Brachycephalic Obstructive Airway Syndrome
Kennel Club figures show a 3000% rise in ownership of pugs, bulldogs, French bulldogs, Boston terriers, Cavalier King Charles spaniels, Shih Tzus and boxers since 2007. Yet many owners remain unaware of Brachycephalic Obstructive Airway Syndrome (BOAS) and other health issues common to flat-faced, brachycephalic dog breeds.
Brachycephalic – meaning ‘short head’ – causes a squashing-up of the soft tissue within the dog’s nose and mouth. Folds of skin around the face further narrow and obstruct the dog’s airways causing wheezing, snorting and the struggle for breath that characterise flat-faced dogs that suffer Brachycephalic Obstructive Airway Syndrome. But it’s not just breathing that’s a problem for flat-faced dog breeds.
Brachycephalic dogs can’t move enough air through their narrowed airways
In hot weather, we humans cool ourselves by sweating. Dogs can’t sweat. So when they’re too hot they have to cool down by moving more air over their moist tongues and airways. That’s why we see dogs ‘panting’ when they’re too hot. Brachycephalic dogs can’t move enough air through their narrowed airways so can easily overheat and even die in hot weather.
Flat-faced dogs still have the same number of teeth as longer nosed breeds. Fitting all 42 teeth into a shortened mouth causes overcrowded teeth to overlap making teeth and gums harder to keep clean and free from decay and disease.
High risk of conjunctivitis, ulcers and even sight-loss
Skin-folds around the face provide a hiding place for fleas, disease-carrying mites and other irritants that can cause hair loss and fungal skin infections. Shortened muzzles cause the eyes to stand out more allowing the thin film of protective moisture to dry more quickly risking conjunctivitis, ulcers and even sight-loss.

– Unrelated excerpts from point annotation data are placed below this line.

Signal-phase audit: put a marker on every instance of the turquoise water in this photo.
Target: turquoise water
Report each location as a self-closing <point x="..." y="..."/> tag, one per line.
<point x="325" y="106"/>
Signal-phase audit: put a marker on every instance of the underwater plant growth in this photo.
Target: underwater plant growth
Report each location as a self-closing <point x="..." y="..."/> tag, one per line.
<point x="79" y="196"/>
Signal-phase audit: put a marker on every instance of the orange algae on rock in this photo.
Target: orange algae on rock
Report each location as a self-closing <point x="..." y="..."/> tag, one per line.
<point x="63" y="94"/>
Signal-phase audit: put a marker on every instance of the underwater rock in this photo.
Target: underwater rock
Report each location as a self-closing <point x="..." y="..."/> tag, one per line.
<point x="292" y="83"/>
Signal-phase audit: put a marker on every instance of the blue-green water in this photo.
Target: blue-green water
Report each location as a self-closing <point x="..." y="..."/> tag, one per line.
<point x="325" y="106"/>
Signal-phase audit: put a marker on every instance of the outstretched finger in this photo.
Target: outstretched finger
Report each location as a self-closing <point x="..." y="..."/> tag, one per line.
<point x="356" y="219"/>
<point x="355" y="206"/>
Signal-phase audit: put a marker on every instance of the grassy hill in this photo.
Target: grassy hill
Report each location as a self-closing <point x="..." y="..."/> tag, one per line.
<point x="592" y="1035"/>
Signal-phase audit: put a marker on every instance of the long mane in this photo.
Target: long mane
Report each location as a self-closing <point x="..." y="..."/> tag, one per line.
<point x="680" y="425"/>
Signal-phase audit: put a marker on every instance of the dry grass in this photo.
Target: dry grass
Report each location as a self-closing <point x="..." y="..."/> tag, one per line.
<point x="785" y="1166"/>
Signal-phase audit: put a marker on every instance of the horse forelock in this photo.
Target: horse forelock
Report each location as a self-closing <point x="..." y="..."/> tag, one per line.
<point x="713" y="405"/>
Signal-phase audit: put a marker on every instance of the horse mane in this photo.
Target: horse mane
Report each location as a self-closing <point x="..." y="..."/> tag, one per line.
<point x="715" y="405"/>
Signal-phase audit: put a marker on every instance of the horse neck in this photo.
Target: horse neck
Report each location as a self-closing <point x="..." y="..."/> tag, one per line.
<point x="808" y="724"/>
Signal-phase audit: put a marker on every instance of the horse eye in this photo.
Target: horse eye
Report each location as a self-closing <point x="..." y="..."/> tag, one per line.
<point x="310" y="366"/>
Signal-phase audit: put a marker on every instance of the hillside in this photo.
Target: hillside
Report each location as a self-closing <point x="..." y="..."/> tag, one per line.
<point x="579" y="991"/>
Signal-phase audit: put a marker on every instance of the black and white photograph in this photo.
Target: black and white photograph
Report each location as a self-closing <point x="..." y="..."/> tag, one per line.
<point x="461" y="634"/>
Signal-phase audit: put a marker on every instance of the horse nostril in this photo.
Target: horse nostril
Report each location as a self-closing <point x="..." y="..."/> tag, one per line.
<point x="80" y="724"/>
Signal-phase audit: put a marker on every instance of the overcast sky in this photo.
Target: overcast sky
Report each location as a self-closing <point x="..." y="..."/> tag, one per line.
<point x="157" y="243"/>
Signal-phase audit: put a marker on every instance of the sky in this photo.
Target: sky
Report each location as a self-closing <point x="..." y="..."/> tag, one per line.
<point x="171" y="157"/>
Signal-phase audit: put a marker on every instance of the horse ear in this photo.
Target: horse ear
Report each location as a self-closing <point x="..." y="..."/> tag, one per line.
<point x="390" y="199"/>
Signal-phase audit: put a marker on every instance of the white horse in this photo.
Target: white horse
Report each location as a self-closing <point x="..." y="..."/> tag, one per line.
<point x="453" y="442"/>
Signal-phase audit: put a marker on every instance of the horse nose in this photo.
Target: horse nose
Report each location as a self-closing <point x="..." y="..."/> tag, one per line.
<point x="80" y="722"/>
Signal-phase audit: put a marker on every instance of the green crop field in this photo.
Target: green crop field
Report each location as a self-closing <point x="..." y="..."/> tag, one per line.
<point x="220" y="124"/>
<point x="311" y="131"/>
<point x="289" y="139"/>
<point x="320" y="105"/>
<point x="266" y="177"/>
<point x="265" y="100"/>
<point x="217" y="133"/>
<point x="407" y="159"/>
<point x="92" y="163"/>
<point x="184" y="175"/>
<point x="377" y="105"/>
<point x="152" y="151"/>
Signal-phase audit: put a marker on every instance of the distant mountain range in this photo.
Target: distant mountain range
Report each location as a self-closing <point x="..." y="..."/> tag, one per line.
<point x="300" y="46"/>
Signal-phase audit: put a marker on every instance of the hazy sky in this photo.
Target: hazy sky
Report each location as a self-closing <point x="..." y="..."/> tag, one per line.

Selective breeding has so effectively accelerated the evolution of the larger head-size of flat-faced dogs that other, naturally evolving, parts of the anatomy haven’t been able to keep up. Brachycephalic bitches frequently require a caesarean section to deliver their pups. Pet charity, The Blue Cross, report that more than 80% of English Bulldog and French Bulldog pups are delivered by C-section births.
Pressure for change
Pressure for change is coming from a number of concerned sources. The British Veterinary Association (BVA) and the Campaign for the Responsible Use of Flat Faced Animals (CRUFFA) have begun educating advertising agencies against using flat-nosed dogs in ad campaigns. The more extreme breed standards are under review by The Kennel Club and other international breed regulators.
But the most effective pressure may yet prove to be economic. The increased risk of corneal ulcers and breathing problems in brachycephalic breeds means that owners are likely to have to pay more when insuring flat-faced breeds, with Brachycephalic Obstructive Airway Syndrome (BOAS) and related conditions possibly excluded from their insurance cover.